Siempre he creído que el Belén de mi familia está en las faldas de la Sierra de Cubitas: sus tierras, sus árboles, las nubes descargando sobre el horizonte, sus aguaceros torrenciales, las cañadas, los arroyos y los ríos, el Charco de Joaquín; sus cuevas, el aire invernal, los relámpagos y los truenos, los fantasmas, sus personajes... Por mis venas siento que por sangre corre también el aire de la llanura.
El batey de Pueblo Nuevo donde nací era famoso por dos razones: porque de pueblo no tenía nada, y mucho menos de nuevo. Era un ajedrez de fincas campesinas.
La primera triada que conocí fue guajira. La formaban tres hermanos: Argeo, Nicasio y Ricardo. Con ellos me inicié en el difícil trance de ganarse la vida con una guataca o un machete. También en el «extraño abolengo» de ser pobre, pero honrado.
El de estos tres hombres y sus familias era como un micromundo. Un batey dentro del batey. Casitas de tabla y guano y piso de tierra, armadas a la forma de las aldeas de nuestros siboneyes, con unos patios inmensos y limpios; mucha pobreza, aunque mucha decencia.
Mi padre siempre recordaba las ocurrencias de Argeo. Al terminar las labores del campo iba a comprar el pan a la tienda, y se «posaba» en una de sus ventanas, con el tabaco terciado y el mendrugo apretado entre los sobacos sudorosos. Después iba a casa y lo colgaba en un garabato de madera en el centro de la sala: «Ya llevaba la mantequilla», decían los «jodedores».

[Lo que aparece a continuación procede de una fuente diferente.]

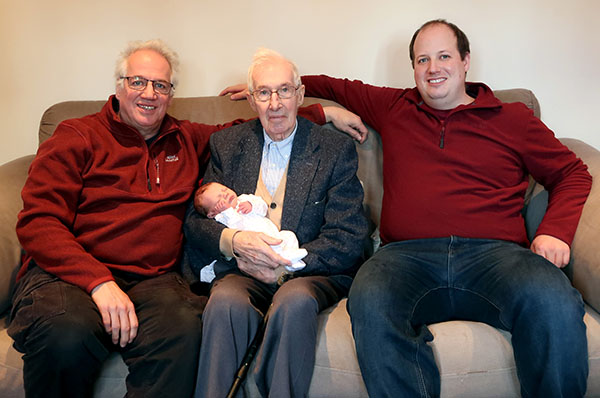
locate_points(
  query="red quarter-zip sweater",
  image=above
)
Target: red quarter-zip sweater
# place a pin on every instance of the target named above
(466, 174)
(98, 198)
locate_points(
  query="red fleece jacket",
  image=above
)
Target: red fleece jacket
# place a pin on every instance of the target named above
(465, 175)
(97, 198)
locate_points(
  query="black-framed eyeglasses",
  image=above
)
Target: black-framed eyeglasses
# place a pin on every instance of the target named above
(139, 83)
(283, 92)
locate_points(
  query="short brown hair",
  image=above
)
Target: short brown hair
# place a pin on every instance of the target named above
(462, 42)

Me invaden estos recuerdos, estimulado por el Decreto Ley para la entrega de tierras ociosas en usufructo, que por estos días toma cuerpo en Cuba. Intento adivinar el momento de la fractura entre el país en el que la «tierra» fue tantas veces soñada y pocas veces alcanzada en el capitalismo, y el otro, en el que se trastocó casi en aspiración «maldita» durante estos años.
Desde mi experiencia entre campesinos desde 1965 hasta terminar la Universidad, presumo que se produjo una extraña contradicción: el país que garantizó el derecho físico a la tierra con sus leyes de reforma agraria, limitó el ansia sentimental de poseerla, con su abanico de oportunidades.

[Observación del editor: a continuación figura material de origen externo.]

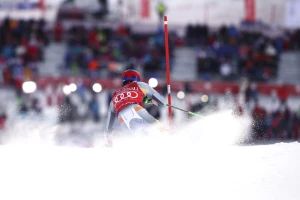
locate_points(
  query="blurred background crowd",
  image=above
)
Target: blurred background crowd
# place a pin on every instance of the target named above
(80, 45)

El proceso de cambios que tuvo entre sus inspiraciones justicieras la conquista de la tierra, y entre sus más ardorosos soldados a los campesinos, se debate aún hoy para encontrar el equilibrio entre el ansia modernizadora, el modelo político económico, y su tradición agraria, inseparable del campesino y la heredad de la finca.
Sufrimos ahora en parte la fiebre socializadora de la tierra de los años 80. Un voluntarismo general puesto al servicio de la colectivización. Los hijos abandonaron primero la finca de sus padres —en no pocos casos con el entusiasmo de estos—; y luego los jóvenes lo hicieron con las cooperativas. Era como si en el nuevo mundo que se abría se le cerrara el camino a vivir bendecido en la prosperidad de la tierra.
Mientras el ansia socializadora avanzaba mi Pueblo Nuevo natal se marchitaba. Con la migración a la ciudad nos íbamos no solo los brazos para hacer parir la tierra, también las tradiciones. El batey de los guateques de fin de semana con Cheo y sus muchachos, de los rodeos, de las excursiones a los ríos y las lomas, se apagaba irremediablemente.
Las consecuencias totales las pude palpar en unas vacaciones recientes, cuando invité a mi madre y hermanos a visitar el Belén de nuestras vidas. Lo que antes fueron numerosas fincas productivas y prósperas, ahora están transformadas en monte, puro monte.
Por eso entusiasma la suerte y los alcances del nuevo Decreto, en el que renunciamos a cualquier terca hegemonía sobre la tierra, para devolverle a esta la vida que merece, repartiéndola entre quien la anhele y respete.
A la propiedad agraria no se aspira en Cuba por vocación burguesa. Con los barbudos, su lucha y su victoria, este anhelo alcanzó su justa dimensión revolucionaria, que en nada se contrapone a formas más amplias y abarcadoras de propiedad social. Este nuevo paso no hace más que continuar reivindicando ese grito estremecedor y ancestral de tierra que nos viene desde el corazón de Cuba.